Animacja DreamWorks zarobiła podczas swojego otwarcia na świecie $35 mln.
$14,2 mln z tej kwoty to przychody z amerykańskich kin, do których druga część przygód prehistorycznej rodzinki trafiła już w środę. Weekend związany ze Świętem Dziękczynienia należy zazwyczaj do tych najlepszych okresów w amerykańskim box office, i – biorąc pod uwagę obecne warunki – tym razem też tak było. Nowość zarobiła od piątku do niedzieli $9,7 mln, co oznacza najlepszy trzydniowy wynik otwarcia w „czasach zarazy”. Tym samym został pobity wynik Tenet, który nigdy oficjalnie nie został podany, ale jest szacowany na ok. $9,35 mln.
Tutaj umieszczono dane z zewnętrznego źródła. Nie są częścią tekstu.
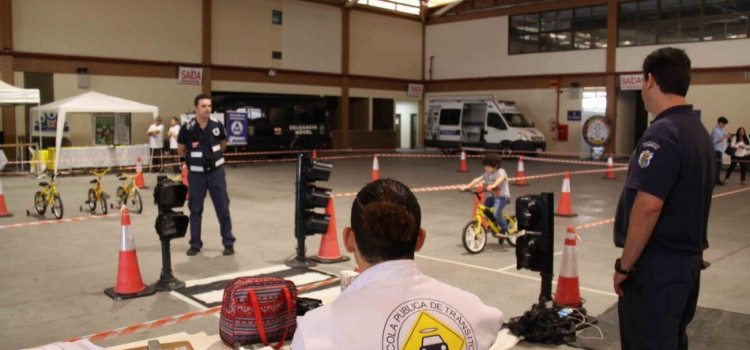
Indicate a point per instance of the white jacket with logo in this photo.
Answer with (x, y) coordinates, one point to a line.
(393, 306)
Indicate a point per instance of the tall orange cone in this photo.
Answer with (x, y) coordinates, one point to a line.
(521, 174)
(3, 209)
(329, 245)
(129, 283)
(568, 292)
(565, 208)
(375, 169)
(462, 167)
(610, 175)
(139, 175)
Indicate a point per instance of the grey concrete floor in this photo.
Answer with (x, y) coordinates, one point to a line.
(52, 276)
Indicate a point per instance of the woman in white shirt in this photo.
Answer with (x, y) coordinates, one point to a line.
(740, 143)
(174, 131)
(392, 305)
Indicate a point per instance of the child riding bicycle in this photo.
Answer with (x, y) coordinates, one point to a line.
(494, 180)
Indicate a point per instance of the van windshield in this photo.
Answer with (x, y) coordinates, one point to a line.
(517, 120)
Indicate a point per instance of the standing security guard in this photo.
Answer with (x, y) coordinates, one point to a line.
(202, 142)
(662, 218)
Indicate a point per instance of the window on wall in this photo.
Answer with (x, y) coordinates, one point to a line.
(560, 30)
(679, 21)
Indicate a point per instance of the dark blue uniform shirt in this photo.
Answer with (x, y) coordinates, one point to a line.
(674, 160)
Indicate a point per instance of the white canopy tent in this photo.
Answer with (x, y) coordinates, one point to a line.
(11, 96)
(90, 102)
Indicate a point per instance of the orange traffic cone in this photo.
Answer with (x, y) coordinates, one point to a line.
(462, 167)
(610, 175)
(375, 169)
(565, 208)
(329, 245)
(129, 283)
(568, 292)
(139, 175)
(3, 209)
(521, 174)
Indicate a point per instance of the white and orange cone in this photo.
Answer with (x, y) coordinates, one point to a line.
(565, 208)
(3, 209)
(139, 174)
(129, 282)
(375, 169)
(329, 252)
(568, 292)
(462, 167)
(610, 175)
(521, 174)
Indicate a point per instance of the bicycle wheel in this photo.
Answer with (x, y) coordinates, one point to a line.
(104, 203)
(137, 201)
(92, 199)
(57, 208)
(40, 203)
(474, 237)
Pozytywny wpływ na wynik Kurdów 2 (przed weekendem prognozowano do $10 mln od środy do niedzieli) miała zdaniem obserwatorów rynku telewizyjna kampania marketingowa w Ameryce, na którą przeznaczono ok. $27 mln. To prawie połowa kwoty przeznaczonej na produkcję animacji. Tak, jej budżet wyniósł zaledwie $65 mln, czyli o ponad połowę mniej niż w przypadku pierwszej części ($135 mln)! Universal po przejęciu DreamWorks Animation zażądał podobno cięcia kosztów, co w tym przypadku nie miało jednak negatywnego wpływu na jakość filmu (72% na Rotten Tomatoes, czyli dokładnie tyle samo jak przy poprzedniku).
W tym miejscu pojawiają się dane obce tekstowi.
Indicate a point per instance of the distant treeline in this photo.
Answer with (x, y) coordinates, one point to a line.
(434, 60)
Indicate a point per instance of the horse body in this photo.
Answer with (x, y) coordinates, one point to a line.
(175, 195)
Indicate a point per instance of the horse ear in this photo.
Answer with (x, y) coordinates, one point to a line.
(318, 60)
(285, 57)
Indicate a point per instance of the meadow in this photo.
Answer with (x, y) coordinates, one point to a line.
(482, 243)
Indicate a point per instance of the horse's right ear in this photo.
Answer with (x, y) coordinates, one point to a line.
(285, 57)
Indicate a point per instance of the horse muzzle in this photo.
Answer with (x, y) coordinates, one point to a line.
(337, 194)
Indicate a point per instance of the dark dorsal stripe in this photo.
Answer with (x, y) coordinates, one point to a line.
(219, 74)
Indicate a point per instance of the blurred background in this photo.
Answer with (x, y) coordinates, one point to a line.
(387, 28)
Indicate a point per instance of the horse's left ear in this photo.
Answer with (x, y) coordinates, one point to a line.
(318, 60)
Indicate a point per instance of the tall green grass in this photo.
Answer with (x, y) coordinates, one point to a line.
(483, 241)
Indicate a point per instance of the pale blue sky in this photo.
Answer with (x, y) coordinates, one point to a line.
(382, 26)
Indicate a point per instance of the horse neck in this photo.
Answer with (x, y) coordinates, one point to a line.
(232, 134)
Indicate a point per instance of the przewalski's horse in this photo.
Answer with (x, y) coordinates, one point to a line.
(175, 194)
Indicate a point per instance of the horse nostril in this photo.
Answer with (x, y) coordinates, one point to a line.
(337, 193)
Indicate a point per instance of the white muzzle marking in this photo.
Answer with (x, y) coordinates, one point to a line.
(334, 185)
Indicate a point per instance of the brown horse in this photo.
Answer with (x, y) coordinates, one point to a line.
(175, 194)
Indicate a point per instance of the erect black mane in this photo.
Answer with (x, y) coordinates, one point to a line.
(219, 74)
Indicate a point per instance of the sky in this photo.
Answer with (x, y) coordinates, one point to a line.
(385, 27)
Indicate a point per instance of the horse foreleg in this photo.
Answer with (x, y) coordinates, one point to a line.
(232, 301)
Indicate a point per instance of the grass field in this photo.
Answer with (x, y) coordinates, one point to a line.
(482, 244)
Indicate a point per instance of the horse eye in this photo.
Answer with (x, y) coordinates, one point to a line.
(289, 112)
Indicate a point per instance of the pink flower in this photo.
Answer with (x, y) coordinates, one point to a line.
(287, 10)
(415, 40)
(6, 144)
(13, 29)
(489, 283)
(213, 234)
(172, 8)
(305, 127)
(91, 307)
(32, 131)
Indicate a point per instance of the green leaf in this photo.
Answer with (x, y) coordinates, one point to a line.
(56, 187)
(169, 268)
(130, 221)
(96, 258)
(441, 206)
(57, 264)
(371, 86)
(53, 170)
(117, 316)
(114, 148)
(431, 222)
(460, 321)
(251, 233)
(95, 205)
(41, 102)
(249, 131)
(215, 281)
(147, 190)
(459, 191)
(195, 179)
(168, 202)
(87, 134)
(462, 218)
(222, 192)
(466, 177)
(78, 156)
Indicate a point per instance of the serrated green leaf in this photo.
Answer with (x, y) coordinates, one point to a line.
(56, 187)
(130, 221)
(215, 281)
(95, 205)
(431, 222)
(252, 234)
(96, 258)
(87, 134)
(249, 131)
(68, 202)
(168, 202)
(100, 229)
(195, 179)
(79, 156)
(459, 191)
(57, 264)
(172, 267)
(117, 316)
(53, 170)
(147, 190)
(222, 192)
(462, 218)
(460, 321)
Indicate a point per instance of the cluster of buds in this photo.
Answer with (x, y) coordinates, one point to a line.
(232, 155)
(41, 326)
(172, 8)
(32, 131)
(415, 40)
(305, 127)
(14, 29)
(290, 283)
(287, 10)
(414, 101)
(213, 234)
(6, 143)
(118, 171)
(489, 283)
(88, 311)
Pierwszego dnia wyświetlania (środa) przychody Krudów 2 wyniosły $1,85 mln. Tymczasem w czwartek doszło do wzrostu, a film zarobił $2,7 mln ($4,6 mln po dwóch dniach). Jest to o tyle nietypowe, że w samo Święto Dziękczynienia filmy notują spadki względem dnia poprzedniego. Jak podaje Deadline Hollywood, w zeszłym roku Kraina lodu 2 zaliczyła 38% spadek, dwa lata temu Ralph Demolka w Internecie 45%. Oczywiście poziom ich przychodów był znacznie wyższy, ale to kolejny dowód na to, że w czasach pandemii box office wymyka się wszelkim prawidłowościom. W piątek animacja odnotowała kolejny wzrost dziennych przychodów i zarobiła prawie $3,9 mln. Black Friday to zazwyczaj najlepszy dzień dla kin podczas długiego świątecznego weekendu wokół Thanksgiving, choć obecna sytuacja związana z pandemią, zamknięciem kin oraz zmianą przyzwyczajeń widzów, mogła zaburzyć także tę box office’owe prawidłowość.
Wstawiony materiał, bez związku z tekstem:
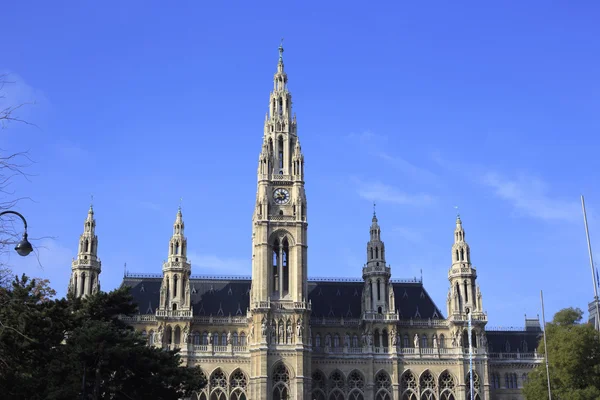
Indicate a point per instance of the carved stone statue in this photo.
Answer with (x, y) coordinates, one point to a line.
(159, 333)
(299, 328)
(186, 331)
(483, 340)
(264, 327)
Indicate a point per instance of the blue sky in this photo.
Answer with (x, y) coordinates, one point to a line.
(419, 107)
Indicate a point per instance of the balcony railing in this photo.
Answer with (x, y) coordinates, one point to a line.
(516, 356)
(174, 313)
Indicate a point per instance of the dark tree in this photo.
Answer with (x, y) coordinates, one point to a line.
(574, 359)
(80, 349)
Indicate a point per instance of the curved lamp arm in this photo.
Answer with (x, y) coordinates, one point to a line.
(23, 248)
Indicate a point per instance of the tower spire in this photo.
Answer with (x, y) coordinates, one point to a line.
(175, 290)
(86, 268)
(464, 293)
(376, 274)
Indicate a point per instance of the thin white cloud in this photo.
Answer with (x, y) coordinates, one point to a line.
(15, 92)
(149, 205)
(71, 151)
(211, 264)
(409, 234)
(367, 138)
(408, 169)
(378, 191)
(527, 193)
(50, 260)
(530, 196)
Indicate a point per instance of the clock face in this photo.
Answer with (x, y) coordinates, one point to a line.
(281, 196)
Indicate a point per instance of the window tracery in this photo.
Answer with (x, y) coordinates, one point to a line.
(356, 380)
(336, 380)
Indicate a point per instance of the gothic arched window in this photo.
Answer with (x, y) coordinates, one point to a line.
(281, 382)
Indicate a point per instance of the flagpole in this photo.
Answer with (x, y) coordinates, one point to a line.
(545, 346)
(470, 357)
(587, 235)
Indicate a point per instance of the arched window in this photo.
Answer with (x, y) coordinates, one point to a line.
(82, 292)
(218, 385)
(383, 386)
(275, 266)
(409, 386)
(281, 381)
(356, 385)
(319, 386)
(446, 386)
(285, 263)
(238, 384)
(476, 386)
(280, 151)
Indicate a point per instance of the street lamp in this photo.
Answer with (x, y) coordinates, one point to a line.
(23, 248)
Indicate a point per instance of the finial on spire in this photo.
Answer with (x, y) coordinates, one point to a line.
(281, 51)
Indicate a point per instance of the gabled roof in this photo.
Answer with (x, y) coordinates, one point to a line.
(331, 298)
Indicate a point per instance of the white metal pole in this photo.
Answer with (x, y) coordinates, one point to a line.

Tymczasem w Chinach nowość animacja zarobiła podczas premierowego weekendu $19 mln. To rezultat lepszy od otwarć takich hollywoodzkich animacji jak Hotel Transylwania 3, Coco czy Gdzie jest Dory? i na poziomie Ralph Demolka w Internecie, i tochę słabszy niż w przypadku Iniemamocnych 2. Pierwszego dnia przychody wyniosły $3 mln. To trzeci najlepszy dzień otwarcia dla hollywoodzkiej produkcji w tym roku w Chinach (za Tenet i Mulan) oraz rezultat zbliżony do tego, który w 2013 roku odnotował pierwszego dnia poprzednik (premiera odbyła się wtedy w sobotę; W rozrachunku końcowym część pierwsza zarobiła w chińskich kinach $63,3 mln). W sobotę przychody wzrosły do $8,6 mln, a w niedzielę spadły nieznacznie do poziomu $7,4 mln. Wraz z zarobkami z Ameryki i siedmiu innych rynków na globalnym koncie najnowszej animacji DreamWorks pod koniec tego weekendu znajduje się $35 mln. Film wystartował na pierwszym miejscu m.in. w Arabii Saudyjskiej, Wietnami i Zjednoczonych Emiratach Arabskich.
W Japonii nadal rządzi Demon Slayer: Mugen Train. Ekranizacja mangi właśnie stała się drugim najpopularniejszym filmem w historii japońskich kin, zarówno pod względem liczby sprzedanych biletów (20,21 mln), jak i przychodów (¥27,03 mld / $257,7 mln). Przed nim już tylko Spirited Away: W krainie bogów, które powinno zostać pokonane niebawem (24,28 mln widzów / ¥31,66 mld / $261 mln). Tymczasem Tenet przekroczył pułap $300 mln poza Ameryką i posiada na swoim globalnym koncie $357,8 mln. Film Christophera Nolana czeka jeszcze na premierę w kilkunastu krajach, m.in. Argentynie czy Indiach.